Closed shreyanshumale closed 3 years ago

shreyanshumale commented 3 years ago

Hello Francisco,

Thanks for making this pipeline!

While running the gtdbtk task, I encountered a 'Missing input error' during the dry run. After a lot of searching, I found that the config.yaml file, the classification folder is called GTDBTk, whereas, in the Snakefile, it is called GTDBtk.

So I changed the config.yaml entry. The dry run was successful this time, although the actual execution was a failure as it couldn't find the ID folder. For this, I just changed the '$(basename $(dirname {input}))' to '{input}' in line 1330 of the Snakefile.

The run has not thrown any errors so far. I just wanted to notify you of this small mistake so that others don't have to face it in the future!

Please let me know if I made an error in any of the steps!

Thanks and regards, Shreyansh

franciscozorrilla commented 3 years ago

Hi Shreyansh,

Thank you for bringing this bug to my attention! The issue should be fixed now with the latest commit. I opted to modify the output line of the GTDBTk rule instead of the config file.
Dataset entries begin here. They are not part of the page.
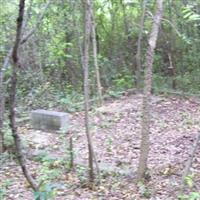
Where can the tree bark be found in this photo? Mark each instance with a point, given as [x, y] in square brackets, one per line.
[94, 45]
[138, 54]
[87, 32]
[12, 114]
[1, 113]
[144, 146]
[6, 61]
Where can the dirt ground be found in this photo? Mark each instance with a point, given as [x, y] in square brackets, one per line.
[115, 129]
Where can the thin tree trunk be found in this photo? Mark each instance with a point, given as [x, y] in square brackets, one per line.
[87, 31]
[94, 44]
[12, 115]
[138, 54]
[144, 147]
[190, 159]
[1, 113]
[6, 61]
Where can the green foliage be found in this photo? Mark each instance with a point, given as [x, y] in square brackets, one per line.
[143, 190]
[46, 192]
[191, 196]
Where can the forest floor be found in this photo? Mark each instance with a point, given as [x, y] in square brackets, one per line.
[115, 129]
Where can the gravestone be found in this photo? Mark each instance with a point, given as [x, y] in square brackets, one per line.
[49, 120]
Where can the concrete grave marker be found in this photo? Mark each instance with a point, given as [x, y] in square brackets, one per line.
[49, 120]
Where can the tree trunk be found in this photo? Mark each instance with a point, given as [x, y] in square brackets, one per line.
[144, 147]
[94, 45]
[1, 112]
[138, 54]
[23, 40]
[12, 115]
[87, 32]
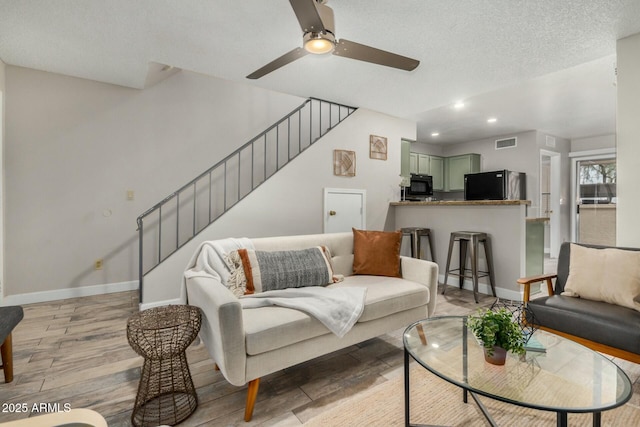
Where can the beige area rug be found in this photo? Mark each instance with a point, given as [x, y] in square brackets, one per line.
[437, 402]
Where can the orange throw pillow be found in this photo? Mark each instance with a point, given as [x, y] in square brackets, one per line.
[376, 253]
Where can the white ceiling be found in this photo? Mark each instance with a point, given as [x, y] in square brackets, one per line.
[544, 64]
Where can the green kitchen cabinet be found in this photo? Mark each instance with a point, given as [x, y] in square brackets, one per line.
[427, 164]
[436, 167]
[413, 163]
[405, 158]
[456, 167]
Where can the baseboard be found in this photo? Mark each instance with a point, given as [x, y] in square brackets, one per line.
[483, 288]
[58, 294]
[145, 306]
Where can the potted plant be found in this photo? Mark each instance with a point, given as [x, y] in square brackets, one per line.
[498, 333]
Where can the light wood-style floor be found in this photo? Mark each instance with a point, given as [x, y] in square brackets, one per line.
[76, 352]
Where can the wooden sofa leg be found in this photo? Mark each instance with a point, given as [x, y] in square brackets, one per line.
[252, 393]
[7, 359]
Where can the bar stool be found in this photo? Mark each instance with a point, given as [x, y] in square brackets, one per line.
[415, 233]
[463, 237]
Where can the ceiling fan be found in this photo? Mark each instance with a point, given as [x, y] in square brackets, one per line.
[316, 21]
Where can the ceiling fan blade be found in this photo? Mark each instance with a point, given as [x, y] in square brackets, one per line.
[308, 15]
[279, 62]
[353, 50]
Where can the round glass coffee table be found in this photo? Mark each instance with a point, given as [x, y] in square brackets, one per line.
[561, 376]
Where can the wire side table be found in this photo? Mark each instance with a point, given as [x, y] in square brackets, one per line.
[161, 335]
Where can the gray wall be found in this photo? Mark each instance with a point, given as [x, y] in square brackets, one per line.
[628, 141]
[74, 147]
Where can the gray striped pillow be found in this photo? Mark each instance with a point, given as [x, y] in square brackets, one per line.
[260, 271]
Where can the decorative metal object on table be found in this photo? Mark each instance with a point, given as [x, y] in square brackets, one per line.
[161, 335]
[521, 315]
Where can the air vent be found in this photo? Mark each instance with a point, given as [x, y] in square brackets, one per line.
[506, 143]
[551, 141]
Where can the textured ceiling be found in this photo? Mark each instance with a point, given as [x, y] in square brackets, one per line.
[544, 64]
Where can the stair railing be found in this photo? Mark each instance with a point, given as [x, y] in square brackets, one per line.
[179, 217]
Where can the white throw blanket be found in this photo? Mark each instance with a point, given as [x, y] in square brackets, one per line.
[337, 308]
[209, 260]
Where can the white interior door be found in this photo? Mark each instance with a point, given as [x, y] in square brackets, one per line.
[344, 209]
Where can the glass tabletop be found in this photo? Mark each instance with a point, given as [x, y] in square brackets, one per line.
[566, 376]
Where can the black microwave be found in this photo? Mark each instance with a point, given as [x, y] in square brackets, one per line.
[496, 185]
[420, 187]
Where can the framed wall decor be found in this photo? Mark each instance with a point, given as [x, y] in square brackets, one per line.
[378, 147]
[344, 163]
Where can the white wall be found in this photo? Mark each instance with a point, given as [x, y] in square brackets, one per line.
[628, 141]
[2, 134]
[291, 202]
[74, 147]
[593, 143]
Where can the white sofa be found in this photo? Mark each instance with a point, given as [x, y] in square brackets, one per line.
[251, 343]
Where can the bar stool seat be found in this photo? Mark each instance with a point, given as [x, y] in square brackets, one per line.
[475, 237]
[416, 233]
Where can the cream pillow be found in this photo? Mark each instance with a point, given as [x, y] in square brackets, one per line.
[609, 275]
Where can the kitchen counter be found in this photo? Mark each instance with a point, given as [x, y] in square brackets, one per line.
[517, 240]
[465, 203]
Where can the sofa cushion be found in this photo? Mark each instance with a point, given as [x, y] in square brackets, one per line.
[260, 271]
[269, 328]
[597, 321]
[387, 295]
[610, 275]
[376, 253]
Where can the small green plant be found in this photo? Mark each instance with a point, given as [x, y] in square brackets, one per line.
[497, 328]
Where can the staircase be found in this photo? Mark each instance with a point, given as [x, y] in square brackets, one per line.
[179, 217]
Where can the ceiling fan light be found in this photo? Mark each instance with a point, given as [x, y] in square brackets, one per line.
[318, 43]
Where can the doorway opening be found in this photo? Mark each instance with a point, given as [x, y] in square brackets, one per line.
[550, 201]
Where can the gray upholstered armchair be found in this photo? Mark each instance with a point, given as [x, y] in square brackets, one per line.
[9, 318]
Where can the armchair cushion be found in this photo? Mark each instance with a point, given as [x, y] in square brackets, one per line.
[593, 271]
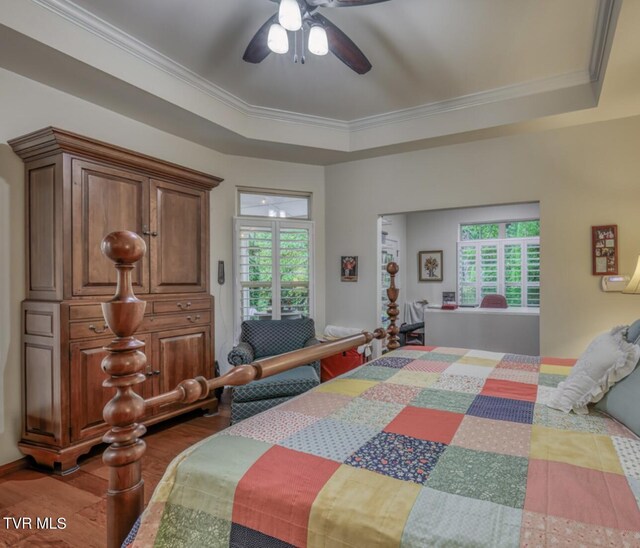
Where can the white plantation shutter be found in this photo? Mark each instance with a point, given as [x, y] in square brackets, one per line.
[510, 267]
[274, 269]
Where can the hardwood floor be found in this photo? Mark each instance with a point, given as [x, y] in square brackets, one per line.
[79, 498]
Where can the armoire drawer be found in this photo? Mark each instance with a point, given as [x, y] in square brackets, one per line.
[98, 328]
[155, 323]
[180, 305]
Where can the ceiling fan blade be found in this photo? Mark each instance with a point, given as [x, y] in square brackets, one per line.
[257, 50]
[343, 47]
[341, 3]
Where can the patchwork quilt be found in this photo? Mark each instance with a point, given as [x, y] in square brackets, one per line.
[427, 446]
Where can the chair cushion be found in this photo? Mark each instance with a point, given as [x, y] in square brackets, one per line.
[272, 337]
[288, 383]
[621, 402]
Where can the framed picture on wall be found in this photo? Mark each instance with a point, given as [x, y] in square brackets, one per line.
[349, 268]
[604, 240]
[430, 266]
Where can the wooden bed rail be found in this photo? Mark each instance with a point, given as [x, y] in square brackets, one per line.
[125, 363]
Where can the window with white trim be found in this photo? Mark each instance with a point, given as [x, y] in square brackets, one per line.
[273, 266]
[500, 258]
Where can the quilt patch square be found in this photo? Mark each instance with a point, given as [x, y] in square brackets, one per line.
[551, 381]
[544, 396]
[272, 427]
[577, 448]
[316, 404]
[426, 424]
[367, 494]
[427, 366]
[443, 519]
[614, 428]
[395, 363]
[414, 378]
[275, 496]
[552, 418]
[397, 456]
[375, 414]
[468, 370]
[515, 375]
[457, 402]
[541, 530]
[330, 438]
[628, 451]
[392, 393]
[459, 383]
[506, 363]
[509, 389]
[503, 409]
[346, 386]
[507, 438]
[480, 475]
[182, 526]
[605, 499]
[371, 373]
[471, 359]
[565, 362]
[440, 355]
[521, 359]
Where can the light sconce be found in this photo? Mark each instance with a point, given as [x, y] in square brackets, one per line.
[289, 15]
[278, 39]
[633, 286]
[318, 43]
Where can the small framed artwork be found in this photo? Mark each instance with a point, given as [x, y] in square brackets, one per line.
[430, 266]
[604, 250]
[349, 268]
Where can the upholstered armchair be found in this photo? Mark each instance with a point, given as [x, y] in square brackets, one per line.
[264, 338]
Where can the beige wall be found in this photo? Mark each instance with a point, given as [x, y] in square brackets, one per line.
[582, 176]
[27, 106]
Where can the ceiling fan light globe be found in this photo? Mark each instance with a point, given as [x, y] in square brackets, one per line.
[289, 15]
[278, 39]
[318, 42]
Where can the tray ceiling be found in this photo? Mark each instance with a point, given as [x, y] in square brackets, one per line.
[440, 67]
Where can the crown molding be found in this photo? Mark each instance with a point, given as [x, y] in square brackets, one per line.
[115, 36]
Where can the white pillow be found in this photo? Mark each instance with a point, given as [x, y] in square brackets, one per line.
[608, 359]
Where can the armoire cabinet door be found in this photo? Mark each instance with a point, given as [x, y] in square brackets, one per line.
[104, 200]
[179, 238]
[87, 395]
[180, 354]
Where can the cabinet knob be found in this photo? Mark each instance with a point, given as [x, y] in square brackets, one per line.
[147, 232]
[98, 329]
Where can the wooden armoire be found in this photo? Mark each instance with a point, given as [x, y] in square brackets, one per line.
[77, 191]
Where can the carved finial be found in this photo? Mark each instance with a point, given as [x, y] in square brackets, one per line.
[124, 364]
[392, 308]
[123, 247]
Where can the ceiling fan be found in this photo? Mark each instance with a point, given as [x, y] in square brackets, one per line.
[324, 36]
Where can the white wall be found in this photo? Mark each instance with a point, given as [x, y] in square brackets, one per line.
[581, 176]
[434, 230]
[26, 106]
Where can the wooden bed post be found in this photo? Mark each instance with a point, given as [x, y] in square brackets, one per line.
[124, 364]
[392, 307]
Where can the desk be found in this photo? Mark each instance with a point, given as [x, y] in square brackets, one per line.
[512, 330]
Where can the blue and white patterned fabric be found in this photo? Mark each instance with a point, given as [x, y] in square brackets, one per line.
[265, 338]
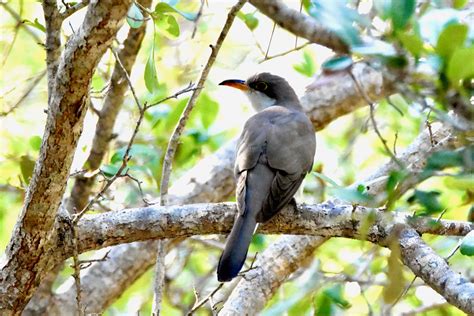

Please let me know if you run into any further issues with this or any other rule in the pipeline.

Best wishes, Francisco

franciscozorrilla commented 3 years ago

I noticed that the bug is not fully fixed. GTDB-Tk expects an input folder named according to the sample ID, yet the input folder with bins is named reassembled_bins. Fixed by modifying the GTDB-Tk call to reflect the basename of the input for the rule.